I just WHAT. Kodai and I both have NO IDEA how to react to this. Kodai obeys Sanada’s wishes, and reenters the “seamless” ship, still hanging out there parked right next to the yam, then takes off. On the Yamato, Okita consults some kind of obscure Future Space Compass and tells Shima to warp, causing Yuki to adorably gasp and cover her face. Okita looks stunned when Kodai radios in.
Sanada blows uhm, himself up, and I’m totally expecting his torso to whack into the front of the Seamless Fighter and slide off the hood (because this show would totally go there).
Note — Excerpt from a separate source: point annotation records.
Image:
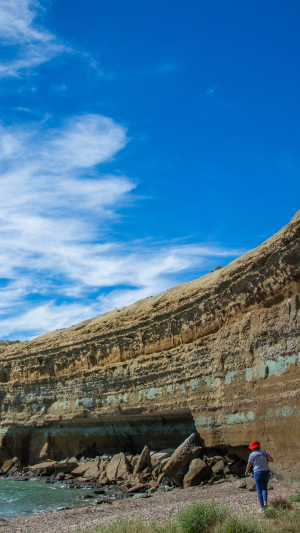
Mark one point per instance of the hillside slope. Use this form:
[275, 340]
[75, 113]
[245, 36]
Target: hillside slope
[220, 353]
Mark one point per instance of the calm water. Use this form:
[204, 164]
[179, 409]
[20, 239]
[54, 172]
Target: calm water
[19, 498]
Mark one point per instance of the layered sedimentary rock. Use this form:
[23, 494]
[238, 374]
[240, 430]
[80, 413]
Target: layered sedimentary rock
[219, 354]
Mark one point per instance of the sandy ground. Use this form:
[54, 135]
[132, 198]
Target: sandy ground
[160, 507]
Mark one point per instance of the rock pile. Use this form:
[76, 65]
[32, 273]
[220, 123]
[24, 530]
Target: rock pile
[189, 465]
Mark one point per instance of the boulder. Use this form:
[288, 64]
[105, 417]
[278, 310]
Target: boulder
[198, 471]
[144, 460]
[158, 457]
[93, 470]
[80, 470]
[139, 487]
[227, 471]
[214, 479]
[66, 467]
[177, 465]
[12, 463]
[46, 468]
[238, 469]
[218, 467]
[118, 467]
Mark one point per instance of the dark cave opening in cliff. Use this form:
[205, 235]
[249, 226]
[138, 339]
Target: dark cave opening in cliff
[131, 434]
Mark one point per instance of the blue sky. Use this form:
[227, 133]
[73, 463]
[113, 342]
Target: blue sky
[142, 144]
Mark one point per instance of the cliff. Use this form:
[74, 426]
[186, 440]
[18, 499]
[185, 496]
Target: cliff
[220, 354]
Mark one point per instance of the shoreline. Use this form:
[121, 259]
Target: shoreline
[160, 507]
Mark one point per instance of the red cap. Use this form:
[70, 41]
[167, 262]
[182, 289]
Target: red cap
[254, 444]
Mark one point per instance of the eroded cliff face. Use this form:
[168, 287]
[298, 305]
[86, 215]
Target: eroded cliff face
[220, 354]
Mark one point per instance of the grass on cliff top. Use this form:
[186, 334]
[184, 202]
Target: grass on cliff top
[204, 517]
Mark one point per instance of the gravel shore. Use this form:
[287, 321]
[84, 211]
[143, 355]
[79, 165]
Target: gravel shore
[159, 507]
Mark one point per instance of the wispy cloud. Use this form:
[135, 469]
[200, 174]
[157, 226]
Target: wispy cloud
[58, 261]
[25, 43]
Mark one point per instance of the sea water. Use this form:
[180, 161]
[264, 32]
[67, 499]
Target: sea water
[19, 498]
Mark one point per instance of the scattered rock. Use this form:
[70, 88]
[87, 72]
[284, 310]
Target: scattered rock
[143, 461]
[238, 469]
[140, 496]
[118, 467]
[218, 467]
[93, 469]
[137, 488]
[198, 471]
[178, 464]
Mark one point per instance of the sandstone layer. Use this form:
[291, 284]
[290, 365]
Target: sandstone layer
[219, 354]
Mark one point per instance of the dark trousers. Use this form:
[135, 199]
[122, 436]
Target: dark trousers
[261, 481]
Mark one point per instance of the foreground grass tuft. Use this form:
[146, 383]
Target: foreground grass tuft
[295, 497]
[200, 516]
[204, 517]
[135, 525]
[234, 524]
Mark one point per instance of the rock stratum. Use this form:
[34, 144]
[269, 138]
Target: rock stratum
[219, 355]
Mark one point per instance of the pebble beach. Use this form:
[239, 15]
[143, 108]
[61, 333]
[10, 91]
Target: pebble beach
[159, 507]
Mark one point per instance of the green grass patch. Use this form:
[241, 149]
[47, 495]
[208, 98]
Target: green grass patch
[135, 525]
[199, 517]
[235, 524]
[295, 497]
[204, 517]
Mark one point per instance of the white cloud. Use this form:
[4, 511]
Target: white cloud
[56, 212]
[26, 43]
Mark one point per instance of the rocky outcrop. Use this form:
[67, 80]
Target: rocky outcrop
[218, 355]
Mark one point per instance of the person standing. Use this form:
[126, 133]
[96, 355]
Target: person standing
[260, 459]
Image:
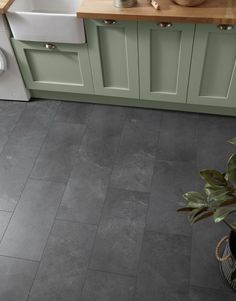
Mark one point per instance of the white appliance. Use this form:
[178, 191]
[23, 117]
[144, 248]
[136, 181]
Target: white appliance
[11, 83]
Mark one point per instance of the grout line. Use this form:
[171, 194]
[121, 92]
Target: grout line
[74, 222]
[19, 258]
[44, 249]
[147, 210]
[103, 206]
[55, 218]
[112, 273]
[12, 130]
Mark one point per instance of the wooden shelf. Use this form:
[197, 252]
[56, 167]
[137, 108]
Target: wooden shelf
[212, 11]
[4, 5]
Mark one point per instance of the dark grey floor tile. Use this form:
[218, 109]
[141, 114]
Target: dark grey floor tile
[16, 278]
[63, 268]
[213, 134]
[164, 265]
[100, 286]
[200, 294]
[21, 150]
[59, 152]
[85, 193]
[32, 220]
[164, 293]
[120, 233]
[102, 136]
[73, 112]
[4, 220]
[177, 137]
[205, 270]
[150, 119]
[134, 164]
[10, 113]
[170, 181]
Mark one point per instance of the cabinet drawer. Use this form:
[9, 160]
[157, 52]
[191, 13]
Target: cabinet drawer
[164, 60]
[213, 75]
[54, 67]
[114, 57]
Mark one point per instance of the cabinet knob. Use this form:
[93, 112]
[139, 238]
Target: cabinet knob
[165, 24]
[50, 46]
[225, 27]
[109, 22]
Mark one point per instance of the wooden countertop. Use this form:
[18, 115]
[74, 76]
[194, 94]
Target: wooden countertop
[212, 11]
[4, 5]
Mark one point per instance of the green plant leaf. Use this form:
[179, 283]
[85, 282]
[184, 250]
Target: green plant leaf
[233, 276]
[185, 209]
[195, 213]
[202, 216]
[229, 202]
[221, 213]
[233, 226]
[194, 199]
[231, 169]
[213, 177]
[232, 141]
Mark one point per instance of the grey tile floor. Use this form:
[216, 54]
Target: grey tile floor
[88, 199]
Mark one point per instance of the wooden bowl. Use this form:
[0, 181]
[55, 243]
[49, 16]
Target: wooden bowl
[189, 2]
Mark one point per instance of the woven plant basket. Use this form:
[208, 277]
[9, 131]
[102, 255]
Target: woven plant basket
[228, 261]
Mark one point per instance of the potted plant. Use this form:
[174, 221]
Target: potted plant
[218, 200]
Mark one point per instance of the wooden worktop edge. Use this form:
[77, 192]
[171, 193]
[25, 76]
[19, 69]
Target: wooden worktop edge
[212, 11]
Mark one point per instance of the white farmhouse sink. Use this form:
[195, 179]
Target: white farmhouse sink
[46, 21]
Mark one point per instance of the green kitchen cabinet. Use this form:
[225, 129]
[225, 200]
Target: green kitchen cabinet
[213, 74]
[55, 67]
[114, 57]
[164, 60]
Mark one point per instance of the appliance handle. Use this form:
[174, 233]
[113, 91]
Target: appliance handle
[3, 62]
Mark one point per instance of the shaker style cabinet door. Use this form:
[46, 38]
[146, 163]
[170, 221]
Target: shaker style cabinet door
[114, 57]
[164, 60]
[213, 74]
[55, 67]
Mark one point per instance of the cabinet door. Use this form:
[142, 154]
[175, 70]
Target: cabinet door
[114, 57]
[63, 68]
[213, 75]
[164, 60]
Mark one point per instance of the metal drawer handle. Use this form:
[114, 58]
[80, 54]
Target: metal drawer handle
[50, 46]
[165, 25]
[225, 27]
[109, 22]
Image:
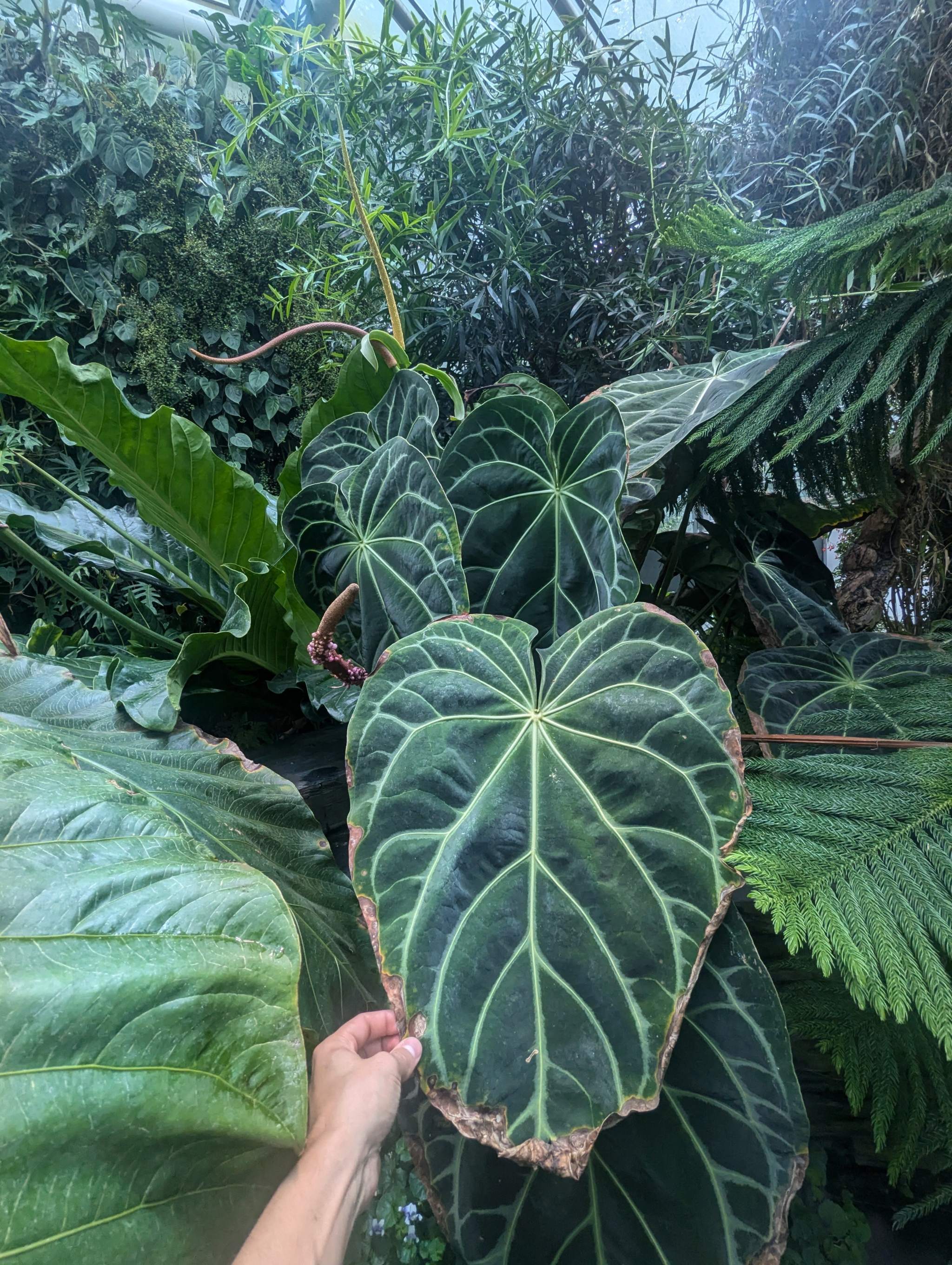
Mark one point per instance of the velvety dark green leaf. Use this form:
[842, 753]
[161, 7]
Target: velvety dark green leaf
[390, 529]
[53, 726]
[788, 590]
[536, 501]
[76, 531]
[663, 408]
[705, 1178]
[868, 685]
[540, 862]
[524, 384]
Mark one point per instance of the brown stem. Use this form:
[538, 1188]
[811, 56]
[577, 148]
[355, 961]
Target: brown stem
[836, 740]
[315, 326]
[323, 648]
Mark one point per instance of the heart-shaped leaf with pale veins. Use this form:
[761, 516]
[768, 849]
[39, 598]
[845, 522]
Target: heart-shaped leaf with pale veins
[536, 501]
[706, 1179]
[539, 860]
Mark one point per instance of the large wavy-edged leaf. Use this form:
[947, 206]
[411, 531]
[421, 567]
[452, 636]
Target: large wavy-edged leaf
[151, 1053]
[536, 501]
[162, 461]
[788, 590]
[706, 1179]
[51, 724]
[836, 847]
[76, 531]
[866, 685]
[663, 408]
[390, 529]
[408, 410]
[539, 862]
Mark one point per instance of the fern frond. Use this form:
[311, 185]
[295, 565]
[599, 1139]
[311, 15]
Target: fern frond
[903, 234]
[853, 858]
[897, 1067]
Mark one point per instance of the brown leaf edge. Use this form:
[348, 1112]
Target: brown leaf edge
[566, 1157]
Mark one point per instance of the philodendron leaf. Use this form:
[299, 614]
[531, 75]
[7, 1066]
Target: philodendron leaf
[390, 529]
[539, 862]
[76, 531]
[51, 726]
[788, 590]
[162, 461]
[536, 501]
[706, 1178]
[151, 1052]
[408, 410]
[866, 685]
[663, 408]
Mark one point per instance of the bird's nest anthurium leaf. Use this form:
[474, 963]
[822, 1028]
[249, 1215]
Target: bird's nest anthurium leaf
[408, 410]
[866, 685]
[538, 503]
[233, 810]
[389, 528]
[707, 1177]
[539, 860]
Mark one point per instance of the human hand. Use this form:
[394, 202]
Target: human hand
[357, 1074]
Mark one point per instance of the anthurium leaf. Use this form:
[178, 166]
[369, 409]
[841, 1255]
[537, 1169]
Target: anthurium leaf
[539, 862]
[707, 1177]
[390, 529]
[525, 385]
[536, 503]
[408, 410]
[162, 461]
[76, 531]
[153, 1065]
[52, 726]
[866, 685]
[788, 590]
[663, 408]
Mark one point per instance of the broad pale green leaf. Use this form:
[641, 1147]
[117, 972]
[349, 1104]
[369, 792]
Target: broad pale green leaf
[866, 685]
[76, 531]
[706, 1179]
[390, 529]
[151, 1053]
[663, 408]
[788, 590]
[162, 461]
[408, 410]
[536, 501]
[52, 724]
[539, 862]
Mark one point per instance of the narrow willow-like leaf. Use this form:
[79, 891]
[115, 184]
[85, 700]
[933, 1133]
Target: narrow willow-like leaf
[536, 501]
[663, 408]
[539, 862]
[51, 724]
[866, 685]
[706, 1178]
[390, 529]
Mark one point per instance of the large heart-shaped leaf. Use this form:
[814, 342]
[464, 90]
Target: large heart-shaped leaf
[409, 410]
[152, 553]
[209, 792]
[151, 1052]
[536, 501]
[788, 590]
[390, 529]
[162, 461]
[706, 1178]
[866, 685]
[539, 862]
[663, 408]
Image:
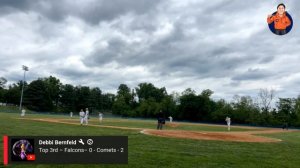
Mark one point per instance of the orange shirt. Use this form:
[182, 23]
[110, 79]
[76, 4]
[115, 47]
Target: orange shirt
[279, 22]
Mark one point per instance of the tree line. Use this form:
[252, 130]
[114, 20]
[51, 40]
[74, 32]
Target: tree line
[146, 100]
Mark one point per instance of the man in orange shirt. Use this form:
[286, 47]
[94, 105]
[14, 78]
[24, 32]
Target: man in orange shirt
[280, 19]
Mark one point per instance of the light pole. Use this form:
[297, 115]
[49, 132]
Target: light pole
[25, 68]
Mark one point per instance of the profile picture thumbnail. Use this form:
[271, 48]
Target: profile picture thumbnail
[22, 150]
[280, 22]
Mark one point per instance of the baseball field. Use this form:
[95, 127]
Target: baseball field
[179, 144]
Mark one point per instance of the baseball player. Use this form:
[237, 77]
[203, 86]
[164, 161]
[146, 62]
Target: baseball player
[23, 112]
[86, 118]
[100, 117]
[228, 120]
[171, 118]
[82, 116]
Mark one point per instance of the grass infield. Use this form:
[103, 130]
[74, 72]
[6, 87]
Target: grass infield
[154, 151]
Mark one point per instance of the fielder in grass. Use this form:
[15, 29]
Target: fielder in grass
[100, 117]
[86, 119]
[23, 112]
[171, 118]
[82, 116]
[228, 120]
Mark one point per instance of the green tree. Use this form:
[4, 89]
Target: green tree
[37, 97]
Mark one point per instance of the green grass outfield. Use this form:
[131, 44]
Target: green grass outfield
[153, 151]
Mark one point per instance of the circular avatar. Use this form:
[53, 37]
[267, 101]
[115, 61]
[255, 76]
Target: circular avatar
[21, 148]
[280, 22]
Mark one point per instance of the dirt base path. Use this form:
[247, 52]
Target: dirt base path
[237, 136]
[247, 136]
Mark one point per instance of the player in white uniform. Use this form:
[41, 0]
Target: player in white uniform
[100, 117]
[228, 120]
[23, 112]
[82, 116]
[171, 118]
[86, 118]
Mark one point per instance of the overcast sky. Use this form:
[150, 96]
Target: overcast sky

It doesn’t look like anyone could have survived roasted space yam, but somehow Kodai hears Sanada yelling and picks him up off the surface, his suit charred and burned (okay). The smile he has then should give EVERYONE watching this show a moment of serious pause.
Meanwhile, on Balan, at Gamilas base, Domel watches a radar screen of the Yamato getting past their precious space yam. He … gets out a cigarette, and Gale meekly attempts to light it for him, but his lighter doesn’t work. I guess this was as good for Domel as it was for Sanada, or, or something. Holy crap what am I even seeing here. So Domel just managed to both salute Yamato’s epic manliness and insult Gale’s at the same time. Domel walks off, with a big satisfied grin on his face.
Kodai is up at the WTF Just Happened Dome, staring out into space and probably trying to come to grips with the PTSD that having a friend with Sudden Explosive Robot Limbs just gave him. Sanada sneaks up on him and taps his shoulder (!) with his shiny new arms. He’s a whole man again! And they’re wrapping up with the ‘as long as you remember your brother in your heart, he will always be alive’ speech, which to me is really a far second to HOLY SHIT YOU HAVE BIONIC LIMBS, MAN!
260 days remain for Earth unless everyone suddenly replaces all their limbs with explosive bionics!